KISS……keep it simple stupid………..how much more complex are they trying to make this than it really needs to be?
With all the sophisticated financial analysts needed in each company to measure financial performance and risks, there’s another raft of extra employees needed to manage the financial aspects, not of current financial performance, where a normal company would work out how much it has cost to make the product, add on a profit margin and charge that to the customer, they are, by virtue of making these CfD contracts for many years, necessitating the employment of whole new company functions that with a normal manufacturer wouldn’t be necessary.
As far as I can see, the whole electricity industry is turning into a massive make-work programme, far more complex than it actually needs to be.
Perhaps if it was investigated more carefully, it would be seen that it’s not the shift to renewables that is increasing the price of electricity, it is the complete financial restructuring and employment restructuring of the industry with many more functions being created due to the increasing complexity of how the system is being managed.
This is price increases by management cost, not the basic fundamental physical cost of producing electricity.
Come on Kathryn, this should be something that you should be shouting about, i.e. how the land leasing is increasing our electricity bills, especially when the developers have to add the financing costs on top.
And so where does that end up in a contract?
A higher Strike price for a CfD.
Is the government actually brain dead?
In reply to Nicholas Lewis, who suggested a CEGB mkII: Our hopes and aspirations can only lie with the Future Systems Operator, that is being consulted on and being defined and will actually be able to resolve all the problems that currently exist.
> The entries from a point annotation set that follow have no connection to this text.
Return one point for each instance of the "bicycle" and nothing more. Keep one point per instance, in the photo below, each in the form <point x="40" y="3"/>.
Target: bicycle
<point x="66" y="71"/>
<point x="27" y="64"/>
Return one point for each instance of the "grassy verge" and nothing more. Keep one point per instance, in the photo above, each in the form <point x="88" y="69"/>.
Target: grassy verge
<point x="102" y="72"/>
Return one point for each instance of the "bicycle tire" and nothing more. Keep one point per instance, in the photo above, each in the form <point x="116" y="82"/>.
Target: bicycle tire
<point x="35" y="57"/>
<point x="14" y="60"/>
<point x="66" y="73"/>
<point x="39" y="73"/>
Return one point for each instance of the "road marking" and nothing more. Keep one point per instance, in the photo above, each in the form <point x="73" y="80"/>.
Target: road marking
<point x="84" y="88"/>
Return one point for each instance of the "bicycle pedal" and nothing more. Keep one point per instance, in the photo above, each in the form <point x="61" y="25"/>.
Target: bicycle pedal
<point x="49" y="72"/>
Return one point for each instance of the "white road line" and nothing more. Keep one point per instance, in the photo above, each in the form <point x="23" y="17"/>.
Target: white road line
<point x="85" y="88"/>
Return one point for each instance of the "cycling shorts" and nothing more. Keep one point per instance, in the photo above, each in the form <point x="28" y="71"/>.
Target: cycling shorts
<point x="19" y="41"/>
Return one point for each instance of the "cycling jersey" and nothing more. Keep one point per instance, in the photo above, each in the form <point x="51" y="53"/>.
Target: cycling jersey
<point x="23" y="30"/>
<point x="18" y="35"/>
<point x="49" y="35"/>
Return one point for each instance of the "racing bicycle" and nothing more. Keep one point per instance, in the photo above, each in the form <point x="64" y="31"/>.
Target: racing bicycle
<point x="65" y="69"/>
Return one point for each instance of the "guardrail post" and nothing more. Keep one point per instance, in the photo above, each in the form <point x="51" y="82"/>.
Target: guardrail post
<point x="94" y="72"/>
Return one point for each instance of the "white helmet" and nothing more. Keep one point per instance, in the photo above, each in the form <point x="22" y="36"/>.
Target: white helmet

https://www.ofgem.gov.uk/energy-policy-and-regulation/policy-and-regulatory-programmes/future-system-operation-fso?sort=publication_date
Hopefully they will employ sufficiently experienced and broadly experienced personnel, and be able to give the strategic planning and be given the regulatory powers to deal with the complex issues and to get the electricity market working efficiently again.
There has to be an organisation that has a strategic overview, that understands the impact of different pricing mechanisms, can make things work, and start to build synergies and efficiencies back into the system. Perhaps there is some sense after all, where the last few years have displayed the inadequacies of the current system.